Interstitial lung diseases (ILDs) are heterogeneous, encompassing more than 200 different diseases, many of which are classified as rare [1–3]. Progressive fibrosis is an important factor for treatment of ILDs patients because it is tightly linked to progressive deterioration in lung function, respiratory symptoms, quality of life, and the risk of early death. Therefore, it is reasonable to propose the concept of progressive fibrosing ILD (PF-ILD), which presents as a progressive phenotype in fibrosing ILDs, despite currently available treatment, and separate from the classical differential diagnosis of ILDs [1–5]. Even the natural course of idiopathic pulmonary fibrosis (IPF), the representative disease of ILDs that shows a devastating course with a median survival of two to three years, is variable [6]; patients die within a year after diagnosis, whereas some live much longer. Currently, two anti-fibrotic agents, nintedanib and pirfenidone, are available for treating IPF patients. The importance of the concept of PF-ILD has been highlighted by reports that these two agents showed beneficial effects in treating PF-ILD patients as well [7–9]. However, the definition of PF-ILD has not been agreed upon. Most criteria that have been proposed involve the relative decline of %FVC in combination with the relative decline of %DL, CO, worsened respiratory symptoms, and increased fibrotic changes as shown by high-resolution computed tomography (HRCT) [10–15]. Moreover, it is a key question how we can predict the decline of lung function in ILD patients. In other words, we need to know how we can differentiate PF-ILD patients from non–PF-ILD patients in advance; currently, we can diagnose PF-ILD only retrospectively.
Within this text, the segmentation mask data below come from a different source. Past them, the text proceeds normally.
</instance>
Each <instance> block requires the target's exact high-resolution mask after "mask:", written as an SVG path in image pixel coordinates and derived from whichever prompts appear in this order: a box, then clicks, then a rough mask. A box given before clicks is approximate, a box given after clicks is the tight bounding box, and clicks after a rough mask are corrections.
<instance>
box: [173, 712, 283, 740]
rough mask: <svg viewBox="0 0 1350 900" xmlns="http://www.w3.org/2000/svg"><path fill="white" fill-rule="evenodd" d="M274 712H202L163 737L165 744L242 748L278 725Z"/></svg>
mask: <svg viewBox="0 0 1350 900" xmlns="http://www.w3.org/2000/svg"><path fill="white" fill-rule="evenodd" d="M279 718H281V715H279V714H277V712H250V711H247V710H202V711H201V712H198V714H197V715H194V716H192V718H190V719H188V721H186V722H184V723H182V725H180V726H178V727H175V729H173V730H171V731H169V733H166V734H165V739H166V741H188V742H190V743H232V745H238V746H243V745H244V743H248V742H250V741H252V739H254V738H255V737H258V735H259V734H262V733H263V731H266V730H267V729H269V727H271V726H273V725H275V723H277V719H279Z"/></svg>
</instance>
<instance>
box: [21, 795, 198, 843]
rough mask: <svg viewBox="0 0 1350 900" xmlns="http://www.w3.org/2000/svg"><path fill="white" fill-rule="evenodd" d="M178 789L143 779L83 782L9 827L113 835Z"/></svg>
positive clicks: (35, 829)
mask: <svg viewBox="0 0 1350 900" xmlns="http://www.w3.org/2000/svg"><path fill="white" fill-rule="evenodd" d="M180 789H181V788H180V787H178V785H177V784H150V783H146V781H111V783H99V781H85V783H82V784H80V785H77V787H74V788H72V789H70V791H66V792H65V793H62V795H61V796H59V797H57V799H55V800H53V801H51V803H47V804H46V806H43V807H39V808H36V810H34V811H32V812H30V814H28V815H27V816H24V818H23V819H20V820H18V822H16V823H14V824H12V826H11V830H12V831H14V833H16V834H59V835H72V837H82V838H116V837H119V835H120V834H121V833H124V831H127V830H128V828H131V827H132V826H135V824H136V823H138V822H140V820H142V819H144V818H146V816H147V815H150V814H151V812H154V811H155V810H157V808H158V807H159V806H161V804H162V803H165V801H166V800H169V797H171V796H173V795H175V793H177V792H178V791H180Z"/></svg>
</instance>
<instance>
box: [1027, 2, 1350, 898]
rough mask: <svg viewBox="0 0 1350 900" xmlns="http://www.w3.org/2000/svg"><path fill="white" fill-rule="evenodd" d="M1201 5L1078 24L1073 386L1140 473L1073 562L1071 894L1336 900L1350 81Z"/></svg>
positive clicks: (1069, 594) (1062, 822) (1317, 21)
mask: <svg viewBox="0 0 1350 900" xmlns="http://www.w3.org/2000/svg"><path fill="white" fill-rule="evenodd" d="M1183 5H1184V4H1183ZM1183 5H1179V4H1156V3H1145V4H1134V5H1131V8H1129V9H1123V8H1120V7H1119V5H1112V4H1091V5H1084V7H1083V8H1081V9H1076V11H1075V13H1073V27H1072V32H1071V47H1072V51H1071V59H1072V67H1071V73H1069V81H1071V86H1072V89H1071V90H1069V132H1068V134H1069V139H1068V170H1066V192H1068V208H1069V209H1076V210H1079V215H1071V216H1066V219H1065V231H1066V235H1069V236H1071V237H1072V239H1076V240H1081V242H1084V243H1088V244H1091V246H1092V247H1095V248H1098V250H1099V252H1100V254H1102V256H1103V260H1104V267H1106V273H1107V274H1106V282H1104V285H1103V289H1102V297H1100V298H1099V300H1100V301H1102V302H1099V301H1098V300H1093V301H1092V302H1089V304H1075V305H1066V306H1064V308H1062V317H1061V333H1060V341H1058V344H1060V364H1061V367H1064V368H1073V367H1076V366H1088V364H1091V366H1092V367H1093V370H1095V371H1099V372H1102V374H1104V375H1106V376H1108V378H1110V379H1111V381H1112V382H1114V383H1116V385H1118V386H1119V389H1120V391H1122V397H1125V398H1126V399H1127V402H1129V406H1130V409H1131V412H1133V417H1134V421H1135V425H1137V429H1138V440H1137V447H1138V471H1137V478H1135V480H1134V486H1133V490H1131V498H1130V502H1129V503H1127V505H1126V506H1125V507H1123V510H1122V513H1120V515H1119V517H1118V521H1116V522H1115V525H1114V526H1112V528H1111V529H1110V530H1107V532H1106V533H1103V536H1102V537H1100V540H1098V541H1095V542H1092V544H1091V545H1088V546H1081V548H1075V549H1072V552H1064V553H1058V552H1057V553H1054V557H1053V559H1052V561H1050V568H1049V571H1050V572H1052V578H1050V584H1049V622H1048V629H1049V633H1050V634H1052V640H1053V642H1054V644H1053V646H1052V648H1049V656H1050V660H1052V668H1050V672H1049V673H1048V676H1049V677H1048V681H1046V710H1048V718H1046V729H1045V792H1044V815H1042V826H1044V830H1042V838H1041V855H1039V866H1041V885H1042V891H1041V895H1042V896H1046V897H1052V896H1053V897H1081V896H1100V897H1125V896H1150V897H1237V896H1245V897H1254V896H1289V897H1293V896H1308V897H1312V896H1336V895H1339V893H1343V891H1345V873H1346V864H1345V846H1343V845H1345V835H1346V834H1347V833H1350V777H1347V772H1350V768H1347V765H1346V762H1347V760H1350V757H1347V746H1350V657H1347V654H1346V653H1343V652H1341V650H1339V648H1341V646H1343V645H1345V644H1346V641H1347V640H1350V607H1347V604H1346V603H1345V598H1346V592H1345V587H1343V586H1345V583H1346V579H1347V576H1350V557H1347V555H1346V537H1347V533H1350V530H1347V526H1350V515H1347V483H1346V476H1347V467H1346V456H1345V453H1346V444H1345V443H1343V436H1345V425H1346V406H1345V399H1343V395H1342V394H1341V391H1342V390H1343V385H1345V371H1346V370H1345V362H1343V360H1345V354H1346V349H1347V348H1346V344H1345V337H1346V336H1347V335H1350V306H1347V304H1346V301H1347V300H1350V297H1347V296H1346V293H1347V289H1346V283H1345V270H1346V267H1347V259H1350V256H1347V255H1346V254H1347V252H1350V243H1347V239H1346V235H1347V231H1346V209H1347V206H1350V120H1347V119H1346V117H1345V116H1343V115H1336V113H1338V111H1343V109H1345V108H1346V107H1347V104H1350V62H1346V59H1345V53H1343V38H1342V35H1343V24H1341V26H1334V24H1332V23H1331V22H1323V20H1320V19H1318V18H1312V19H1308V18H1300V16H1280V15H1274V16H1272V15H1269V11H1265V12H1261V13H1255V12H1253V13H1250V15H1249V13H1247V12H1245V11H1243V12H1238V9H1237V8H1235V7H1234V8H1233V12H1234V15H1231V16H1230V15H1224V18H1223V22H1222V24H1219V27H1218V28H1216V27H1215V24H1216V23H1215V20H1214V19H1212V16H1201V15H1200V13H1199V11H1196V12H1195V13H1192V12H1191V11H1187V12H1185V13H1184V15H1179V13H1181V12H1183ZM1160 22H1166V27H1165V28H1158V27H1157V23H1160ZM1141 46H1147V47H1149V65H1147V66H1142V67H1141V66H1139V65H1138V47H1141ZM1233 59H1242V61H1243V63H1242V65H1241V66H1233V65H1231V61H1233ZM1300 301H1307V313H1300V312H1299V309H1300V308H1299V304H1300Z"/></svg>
Periostin is a matricellular protein that modulates cell functions by binding to several integrins [16, 17]. It has been shown that periostin plays a critical role in the pathogenesis of pulmonary fibrosis. Either genetic disruption of periostin or administration of neutralizing anti-periostin antibodies (Abs) improved bleomycin-induced pulmonary fibrosis in mice [18, 19]. We recently found that cross-talk exists between TGF-β and periostin signals via integrins converging into Smad3. This cross-talk is necessary for the expression of TGF-β downstream effector molecules important in pulmonary fibrosis [20]. Moreover, periostin can enhance proliferation of lung fibroblasts by modulating expression of cell-cycle–related genes, contributing to the formation of pulmonary fibrosis [21]. In IPF patients, periostin is highly expressed in the fibrotic foci, the active center of pulmonary fibrosis, supporting the significance of periostin in pulmonary fibrosis in humans [19, 22].
We and others have shown that periostin in blood is significantly high in IPF patients compared to heathy subjects and is correlated with the risk of high mortality, reflecting high expression of periostin in the lungs [15, 22–25]. In particular, we found that monomeric periostin is significantly high in IPF patients and is strongly correlated with their declines of %VC and %DL, CO compared to total periostin [24]. Moreover, we recently showed that retention of monomeric periostin after acute exacerbation predicts poor prognosis in IPF patients [26]. These results suggest that periostin, particularly monomeric periostin, has the potential to be a useful biomarker to predict prognosis in IPF patients. However, it remains elusive whether periostin is a useful biomarker for PF-ILD and which system for detecting serum periostin would be the most suitable.
In this study, we prepared three kinds of enzyme-linked immunosorbent assay (ELISA) systems to detect serum periostin. The first measures the total periostin in serum and has been used in many studies targeting various diseases [17, 27]. The second can measure only the monomeric type of periostin that is significantly high in IPF patients and has been shown to be better than total periostin to differentiate IPF patients from healthy subjects and to predict the decline of lung function in IPF patients [24]. The last system is what we established in this study. We recently found that periostin forms a complex with IgA in human serum via intermolecular disulfide bonds, which may affect the binding of some anti-periostin Abs to periostin [28]. We found that formation of the periostin-IgA complex affects the original periostin ELISA system, decreasing the values of serum periostin. Therefore, in order to precisely measure serum periostin. we established a novel ELISA system that is not affected by formation of the IgA complex. We applied these three ELISA systems to the serum of idiopathic interstitial pneumonia (IIP) patients to address whether periostin can differentiate PF-ILD from non–PF-ILD patients in advance, whether periostin can predict their decline of lung function, and which ELISA system for periostin is the most suitable for these purposes.